Although my grandfather fought in the First World War, I’ve never had a conversation with somebody who did. I cared for a patient who remembered being in Archangel in 1918; it was all he could remember about his life. But the invasion of Bolshevik Russia was not part of the main war and was a less-costly failure. But I do know people, including my own father, who’s fathers were in the First World War, and mostly the fathers never spoke about it. There are many novels in which we see inside the heads of soldiers who came home from the war, and below is one I read this morning in Volume Two of “The Forsyte Saga,” which its author, John Galsworthy, describes as a comedy. I was taken by the description:

“Desert [a poet] never spoke of the war, it was not possible to learn from his own mouth an effect which he might have summed up thus: ‘I lived so long with horror and death; I saw men so in the raw; I put hope of anything out of my mind so utterly, that I can never more have me faintest respect for theories, promises, conventions, moralities, and principles. I have hated too much the men who wallowed in them while I was wallowing in mud and blood. Illusion is off. No religion and no philosophy will satisfy me – words, all words. I have still my senses – no thanks to them; am still capable – I find – of passion; can still grit my teeth and grin; have still some feeling of trench loyalty, but whether real or just a complex, I don’t yet know. I am dangerous, but not so dangerous as those who trade in words, principles, theories, and all manner of fanatical idiocy to be worked out in the blood and sweat of other men. The war’s done one thing for me – converted life to comedy. Laugh at it – there’s nothing else to do!’

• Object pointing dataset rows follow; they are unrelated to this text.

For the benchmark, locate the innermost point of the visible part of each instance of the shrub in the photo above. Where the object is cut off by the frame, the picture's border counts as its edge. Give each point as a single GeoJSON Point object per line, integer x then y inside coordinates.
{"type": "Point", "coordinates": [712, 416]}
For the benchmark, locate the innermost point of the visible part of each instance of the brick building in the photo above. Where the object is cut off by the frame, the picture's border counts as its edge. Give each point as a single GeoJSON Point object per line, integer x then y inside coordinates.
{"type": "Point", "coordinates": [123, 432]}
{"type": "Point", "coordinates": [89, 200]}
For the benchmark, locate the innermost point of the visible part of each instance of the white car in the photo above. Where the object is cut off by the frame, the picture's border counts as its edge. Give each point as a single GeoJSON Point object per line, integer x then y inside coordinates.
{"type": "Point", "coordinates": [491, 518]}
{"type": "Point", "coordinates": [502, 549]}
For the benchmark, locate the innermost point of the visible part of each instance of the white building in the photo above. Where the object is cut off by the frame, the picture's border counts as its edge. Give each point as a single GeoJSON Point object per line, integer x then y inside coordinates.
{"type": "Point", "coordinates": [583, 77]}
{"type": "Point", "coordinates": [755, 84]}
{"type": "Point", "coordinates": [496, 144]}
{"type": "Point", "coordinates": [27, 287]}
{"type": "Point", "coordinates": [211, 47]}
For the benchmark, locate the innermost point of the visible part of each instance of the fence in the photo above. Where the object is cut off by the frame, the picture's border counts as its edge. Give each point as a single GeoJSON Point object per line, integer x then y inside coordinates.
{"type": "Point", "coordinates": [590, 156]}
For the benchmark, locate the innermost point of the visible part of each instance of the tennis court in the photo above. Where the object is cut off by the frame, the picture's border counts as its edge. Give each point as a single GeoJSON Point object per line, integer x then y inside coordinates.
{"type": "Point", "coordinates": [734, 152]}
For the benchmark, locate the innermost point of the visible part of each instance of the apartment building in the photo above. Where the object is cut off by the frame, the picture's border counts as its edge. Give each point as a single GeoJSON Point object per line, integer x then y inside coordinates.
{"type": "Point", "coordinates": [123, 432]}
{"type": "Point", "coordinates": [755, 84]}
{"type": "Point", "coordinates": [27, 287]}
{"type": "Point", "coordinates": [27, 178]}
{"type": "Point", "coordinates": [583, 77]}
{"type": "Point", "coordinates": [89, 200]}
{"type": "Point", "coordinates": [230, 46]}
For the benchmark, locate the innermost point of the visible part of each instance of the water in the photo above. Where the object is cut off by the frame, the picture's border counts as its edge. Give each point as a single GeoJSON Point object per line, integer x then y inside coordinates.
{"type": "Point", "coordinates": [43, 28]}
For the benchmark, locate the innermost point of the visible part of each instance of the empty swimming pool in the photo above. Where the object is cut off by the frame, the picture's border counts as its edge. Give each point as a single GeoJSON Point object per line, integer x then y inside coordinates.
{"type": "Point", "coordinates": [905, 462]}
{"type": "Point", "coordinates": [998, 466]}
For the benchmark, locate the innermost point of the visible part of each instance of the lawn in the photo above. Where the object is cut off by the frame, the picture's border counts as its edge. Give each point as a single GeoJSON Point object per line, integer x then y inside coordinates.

2 thoughts on “How did soldiers feel after they came home from the First World War?

  1. With the benefit of (advanced!) old age, I can now better appreciate how life must have been for my father after his return from the battlefields of the First World War, than I could when I was in my forties when he died. (He signed up at age 15 and fought throughout in the Royal Engineers from 1914-1918.) It is my belief that he preferred to concentrate on working to give my brother and me all the things that he could not enjoy in his childhood and teenage years. Selflessly looking ahead, not burdening us with past horrors and suffering. Admirable reticence: not much of it about these days… He, like Galsworthy`s hero, could `grit his teeth and grin`.